Non mi piacciono le definizioni, sono utili, certo, ma le ho sempre trovate imparziali, circoscritte, noiose. Quando il dizionario non presenta nessuna parola specifica allora probabilmente ci troviamo davanti a qualcosa di nuovo. È quello che succede con “Per essere chiari” di Antiniska Pozzi (Milieu edizioni). A prima vista sembrerebbero delle storie vere su dei carcerati di San Vittore, poi dei brevi racconti su alcuni di loro che fanno pugilato, poi leggendo meglio si intravvede un filo conduttore, quello di Mirko Chiari il loro allenatore, il loro mentore, il loro punto di riferimento.
Alcuni hanno questa dote, di farti diventare chi sei davvero, di regalarti dei pezzi che ti mancano.
Mirko Chiari è chiamato il “pugile poeta” sia perché legge alcune poesie prima degli incontri e sia per alcuni versi tatuati su gran parte del corpo. Dal 2016 lavora come volontario al carcere di Bollate e di San Vittore nel progetto “Pugni Chiusi” insegnando la boxe. All’interno del libro c’è anche la sua di storia così scopriamo che è stato in carcere a 19 anni, un paio di giorni a San Vittore, per un motorino rubato. Quella notte è stata fondamentale per lui, soprattutto per l’incontro con Pino, uno dei suoi compagni di cella che gli aperto gli occhi su quel mondo e su cosa si può scegliere.

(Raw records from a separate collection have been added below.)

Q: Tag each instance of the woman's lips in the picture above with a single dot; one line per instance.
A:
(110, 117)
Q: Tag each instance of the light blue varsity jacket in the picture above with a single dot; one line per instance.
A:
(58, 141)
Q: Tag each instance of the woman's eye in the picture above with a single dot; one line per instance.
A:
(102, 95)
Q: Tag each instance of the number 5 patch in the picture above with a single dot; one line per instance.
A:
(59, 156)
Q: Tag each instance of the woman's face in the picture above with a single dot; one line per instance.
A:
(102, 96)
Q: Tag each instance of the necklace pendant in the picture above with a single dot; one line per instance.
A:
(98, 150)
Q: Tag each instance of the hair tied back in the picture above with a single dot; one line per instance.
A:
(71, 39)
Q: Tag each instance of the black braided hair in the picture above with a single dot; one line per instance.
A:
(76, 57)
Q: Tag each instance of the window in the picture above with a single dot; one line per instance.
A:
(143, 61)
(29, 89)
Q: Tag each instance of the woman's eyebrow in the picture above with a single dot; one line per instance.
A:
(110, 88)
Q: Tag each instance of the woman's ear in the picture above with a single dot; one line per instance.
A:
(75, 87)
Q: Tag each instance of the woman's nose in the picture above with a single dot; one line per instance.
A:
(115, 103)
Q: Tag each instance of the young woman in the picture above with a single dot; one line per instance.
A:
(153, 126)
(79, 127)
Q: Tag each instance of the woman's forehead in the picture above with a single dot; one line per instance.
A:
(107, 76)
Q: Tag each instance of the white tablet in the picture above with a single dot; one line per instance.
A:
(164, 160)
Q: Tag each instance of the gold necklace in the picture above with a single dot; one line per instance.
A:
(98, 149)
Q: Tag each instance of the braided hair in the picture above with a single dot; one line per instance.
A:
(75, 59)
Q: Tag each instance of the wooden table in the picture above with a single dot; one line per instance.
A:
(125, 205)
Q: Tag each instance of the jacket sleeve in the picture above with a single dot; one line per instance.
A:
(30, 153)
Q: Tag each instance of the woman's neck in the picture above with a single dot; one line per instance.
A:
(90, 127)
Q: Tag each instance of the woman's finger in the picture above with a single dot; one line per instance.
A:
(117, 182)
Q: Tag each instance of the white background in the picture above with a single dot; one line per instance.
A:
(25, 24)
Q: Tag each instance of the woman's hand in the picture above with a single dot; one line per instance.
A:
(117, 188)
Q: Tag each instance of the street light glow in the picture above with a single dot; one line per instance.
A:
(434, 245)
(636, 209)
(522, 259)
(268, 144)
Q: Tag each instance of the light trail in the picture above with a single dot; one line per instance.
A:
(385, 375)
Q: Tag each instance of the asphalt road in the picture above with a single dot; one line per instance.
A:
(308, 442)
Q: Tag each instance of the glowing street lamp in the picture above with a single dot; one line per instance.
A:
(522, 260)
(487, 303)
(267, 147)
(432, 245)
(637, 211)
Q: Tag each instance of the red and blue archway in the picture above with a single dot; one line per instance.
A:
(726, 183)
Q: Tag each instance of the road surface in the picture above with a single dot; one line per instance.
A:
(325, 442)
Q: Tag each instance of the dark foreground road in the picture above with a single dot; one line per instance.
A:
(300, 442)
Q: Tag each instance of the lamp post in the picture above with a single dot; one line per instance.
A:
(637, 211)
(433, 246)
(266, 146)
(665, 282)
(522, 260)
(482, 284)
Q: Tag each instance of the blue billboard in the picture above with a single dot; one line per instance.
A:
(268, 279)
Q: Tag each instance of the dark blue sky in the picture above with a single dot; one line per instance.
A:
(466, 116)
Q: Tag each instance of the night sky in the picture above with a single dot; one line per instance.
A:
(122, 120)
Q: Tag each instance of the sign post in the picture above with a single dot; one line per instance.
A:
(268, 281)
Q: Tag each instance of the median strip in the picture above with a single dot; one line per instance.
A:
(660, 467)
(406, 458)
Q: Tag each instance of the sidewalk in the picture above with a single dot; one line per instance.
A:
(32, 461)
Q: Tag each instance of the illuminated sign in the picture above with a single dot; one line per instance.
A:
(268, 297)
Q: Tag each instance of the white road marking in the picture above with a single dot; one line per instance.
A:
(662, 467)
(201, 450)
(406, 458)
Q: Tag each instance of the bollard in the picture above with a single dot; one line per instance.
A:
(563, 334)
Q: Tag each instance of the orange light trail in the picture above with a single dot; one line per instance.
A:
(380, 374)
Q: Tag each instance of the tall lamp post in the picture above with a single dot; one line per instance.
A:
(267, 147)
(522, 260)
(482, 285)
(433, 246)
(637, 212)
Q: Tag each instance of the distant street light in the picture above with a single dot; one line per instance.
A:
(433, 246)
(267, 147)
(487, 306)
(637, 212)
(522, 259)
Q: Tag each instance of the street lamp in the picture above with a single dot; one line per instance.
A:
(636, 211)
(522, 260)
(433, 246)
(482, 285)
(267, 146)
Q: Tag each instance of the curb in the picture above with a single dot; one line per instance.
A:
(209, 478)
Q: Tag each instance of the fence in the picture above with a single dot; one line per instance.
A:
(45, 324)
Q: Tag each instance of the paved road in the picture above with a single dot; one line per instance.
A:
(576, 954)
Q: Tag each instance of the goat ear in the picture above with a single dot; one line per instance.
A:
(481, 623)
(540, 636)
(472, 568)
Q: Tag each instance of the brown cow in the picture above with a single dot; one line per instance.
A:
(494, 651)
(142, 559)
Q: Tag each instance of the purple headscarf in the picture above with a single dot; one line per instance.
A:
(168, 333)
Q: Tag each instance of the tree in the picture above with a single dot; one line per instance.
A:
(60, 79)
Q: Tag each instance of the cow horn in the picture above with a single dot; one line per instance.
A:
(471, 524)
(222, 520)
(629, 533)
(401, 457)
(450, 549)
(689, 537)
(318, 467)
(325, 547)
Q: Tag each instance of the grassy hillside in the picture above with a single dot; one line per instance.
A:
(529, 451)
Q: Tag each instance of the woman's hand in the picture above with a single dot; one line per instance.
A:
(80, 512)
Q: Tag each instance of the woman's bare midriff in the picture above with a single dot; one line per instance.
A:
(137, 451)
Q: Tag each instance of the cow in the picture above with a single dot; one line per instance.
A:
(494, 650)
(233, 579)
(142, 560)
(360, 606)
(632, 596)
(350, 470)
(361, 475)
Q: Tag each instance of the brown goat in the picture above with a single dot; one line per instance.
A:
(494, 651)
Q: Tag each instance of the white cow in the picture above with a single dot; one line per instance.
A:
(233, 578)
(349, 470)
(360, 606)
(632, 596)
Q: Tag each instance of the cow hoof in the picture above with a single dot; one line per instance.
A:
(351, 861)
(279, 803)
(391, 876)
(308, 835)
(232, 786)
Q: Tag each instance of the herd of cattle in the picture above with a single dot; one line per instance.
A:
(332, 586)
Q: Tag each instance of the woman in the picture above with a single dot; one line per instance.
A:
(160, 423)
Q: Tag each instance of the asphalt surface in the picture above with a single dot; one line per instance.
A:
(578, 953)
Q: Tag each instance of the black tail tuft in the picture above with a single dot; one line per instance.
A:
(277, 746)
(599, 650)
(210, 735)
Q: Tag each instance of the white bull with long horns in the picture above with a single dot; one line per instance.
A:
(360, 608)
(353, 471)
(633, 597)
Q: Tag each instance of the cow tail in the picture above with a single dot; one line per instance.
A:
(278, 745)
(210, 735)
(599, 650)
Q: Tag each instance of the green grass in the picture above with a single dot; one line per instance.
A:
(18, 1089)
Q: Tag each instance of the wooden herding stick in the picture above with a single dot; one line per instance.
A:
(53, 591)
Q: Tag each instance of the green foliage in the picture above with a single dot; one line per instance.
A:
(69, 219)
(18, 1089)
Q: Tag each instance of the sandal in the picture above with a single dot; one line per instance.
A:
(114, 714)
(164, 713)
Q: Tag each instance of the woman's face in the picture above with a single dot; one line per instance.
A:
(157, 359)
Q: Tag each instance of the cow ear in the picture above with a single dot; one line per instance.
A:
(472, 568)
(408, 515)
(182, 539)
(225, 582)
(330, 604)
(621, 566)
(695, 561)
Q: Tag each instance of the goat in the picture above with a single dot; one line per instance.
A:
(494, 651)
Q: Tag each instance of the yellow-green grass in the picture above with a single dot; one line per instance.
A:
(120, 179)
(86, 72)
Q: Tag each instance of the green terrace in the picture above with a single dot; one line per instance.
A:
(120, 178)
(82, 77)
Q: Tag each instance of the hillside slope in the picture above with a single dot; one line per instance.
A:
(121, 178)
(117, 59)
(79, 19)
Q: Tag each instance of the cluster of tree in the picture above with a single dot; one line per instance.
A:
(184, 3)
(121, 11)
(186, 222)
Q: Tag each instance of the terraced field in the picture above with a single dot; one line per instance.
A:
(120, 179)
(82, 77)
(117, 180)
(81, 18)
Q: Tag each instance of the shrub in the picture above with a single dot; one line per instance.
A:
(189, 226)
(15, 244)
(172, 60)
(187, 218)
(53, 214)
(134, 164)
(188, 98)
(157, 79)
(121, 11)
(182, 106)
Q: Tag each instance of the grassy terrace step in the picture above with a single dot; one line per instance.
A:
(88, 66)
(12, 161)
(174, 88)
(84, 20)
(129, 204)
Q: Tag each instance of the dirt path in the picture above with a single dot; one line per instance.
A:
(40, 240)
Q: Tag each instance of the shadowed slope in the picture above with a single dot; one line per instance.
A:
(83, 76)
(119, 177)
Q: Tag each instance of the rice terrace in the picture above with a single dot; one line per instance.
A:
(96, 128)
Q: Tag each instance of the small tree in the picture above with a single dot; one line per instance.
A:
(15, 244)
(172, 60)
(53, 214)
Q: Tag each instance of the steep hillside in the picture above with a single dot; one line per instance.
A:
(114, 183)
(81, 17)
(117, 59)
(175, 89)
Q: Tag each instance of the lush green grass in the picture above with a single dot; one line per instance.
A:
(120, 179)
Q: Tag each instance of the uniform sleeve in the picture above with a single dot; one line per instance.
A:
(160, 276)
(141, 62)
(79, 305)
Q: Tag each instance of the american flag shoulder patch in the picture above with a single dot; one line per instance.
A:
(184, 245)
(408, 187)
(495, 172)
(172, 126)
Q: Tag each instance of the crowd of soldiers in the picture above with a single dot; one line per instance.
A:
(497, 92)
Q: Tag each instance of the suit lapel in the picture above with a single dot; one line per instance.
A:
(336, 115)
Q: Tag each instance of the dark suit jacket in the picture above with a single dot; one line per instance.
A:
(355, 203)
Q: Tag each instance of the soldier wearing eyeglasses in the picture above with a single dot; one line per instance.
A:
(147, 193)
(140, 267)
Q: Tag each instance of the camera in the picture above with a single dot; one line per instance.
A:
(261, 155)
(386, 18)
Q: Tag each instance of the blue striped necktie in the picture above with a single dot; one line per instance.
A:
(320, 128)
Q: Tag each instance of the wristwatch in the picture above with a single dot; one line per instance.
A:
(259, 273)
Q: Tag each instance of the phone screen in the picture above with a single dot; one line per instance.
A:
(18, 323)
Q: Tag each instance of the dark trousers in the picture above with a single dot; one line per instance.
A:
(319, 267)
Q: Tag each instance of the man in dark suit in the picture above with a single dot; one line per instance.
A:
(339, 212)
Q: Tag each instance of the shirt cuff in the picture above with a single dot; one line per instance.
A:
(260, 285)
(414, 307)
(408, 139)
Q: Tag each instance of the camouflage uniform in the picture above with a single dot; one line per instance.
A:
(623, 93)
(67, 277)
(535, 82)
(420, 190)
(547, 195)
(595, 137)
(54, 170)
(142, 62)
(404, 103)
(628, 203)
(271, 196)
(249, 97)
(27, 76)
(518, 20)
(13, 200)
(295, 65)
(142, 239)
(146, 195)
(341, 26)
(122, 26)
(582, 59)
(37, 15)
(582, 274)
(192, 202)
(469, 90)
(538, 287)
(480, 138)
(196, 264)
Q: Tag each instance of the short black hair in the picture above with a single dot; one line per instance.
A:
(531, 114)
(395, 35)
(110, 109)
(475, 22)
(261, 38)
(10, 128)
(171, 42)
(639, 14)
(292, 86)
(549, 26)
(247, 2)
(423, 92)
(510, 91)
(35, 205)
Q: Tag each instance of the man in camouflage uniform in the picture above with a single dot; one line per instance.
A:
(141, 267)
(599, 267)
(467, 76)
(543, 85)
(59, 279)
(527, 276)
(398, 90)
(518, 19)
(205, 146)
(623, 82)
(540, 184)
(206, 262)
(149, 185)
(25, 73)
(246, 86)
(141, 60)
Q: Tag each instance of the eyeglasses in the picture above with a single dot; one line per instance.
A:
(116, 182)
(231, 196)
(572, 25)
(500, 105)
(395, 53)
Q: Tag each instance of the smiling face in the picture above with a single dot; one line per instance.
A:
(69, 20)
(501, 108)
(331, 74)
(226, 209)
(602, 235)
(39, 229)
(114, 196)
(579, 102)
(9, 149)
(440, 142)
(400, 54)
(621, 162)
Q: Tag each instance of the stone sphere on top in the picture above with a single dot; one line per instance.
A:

Tutti abbiamo un tempo, e se siamo abbastanza fortunati possiamo scegliere cosa farne. La scelta non è sempre serena, perché dobbiamo ahimè condividerla con la bestia che ci abita. Quello che puoi fare è capire come tenere a bada la tua, e se c’è un altro modo per nutrirla rispetto a quello che hai usato fino a oggi, un modo che non ti porti al gabbio.
“Per essere chiari” è un libro prezioso non soltanto per la storia ma soprattutto per lo stile e per lo sguardo di Antiniska Pozzi capace di osservare e mostraci le ombre di alcuni carcerati parla veloce, dice molte cose per nasconderne altrettante le storie parallele avesse avuto due vite a disposizione, invece che una sola, sarebbe stato un ladro e un attore: dovendo scegliere, è stato ladro. Ma anche in quello si può mettere dell’arte, ed è esattamente ciò che ha fatto e raccontando la boxe con definizioni che sarebbero apprezzate anche da scrittori che amano i guantoni quali Joyce Carol Oates e Antonio Monda La boxe è pura follia, perché l’individuo normale ha l’istinto dell’autoconservazione, invece i pugili lo devono inibire per mettere in scena una storia che è del tutto imprevedibile e La poesia è come la boxe, ti giochi tutto in un istante, e ci vuole fiato. Ci vuole saper incassare, e i poeti sanno farlo alla grande.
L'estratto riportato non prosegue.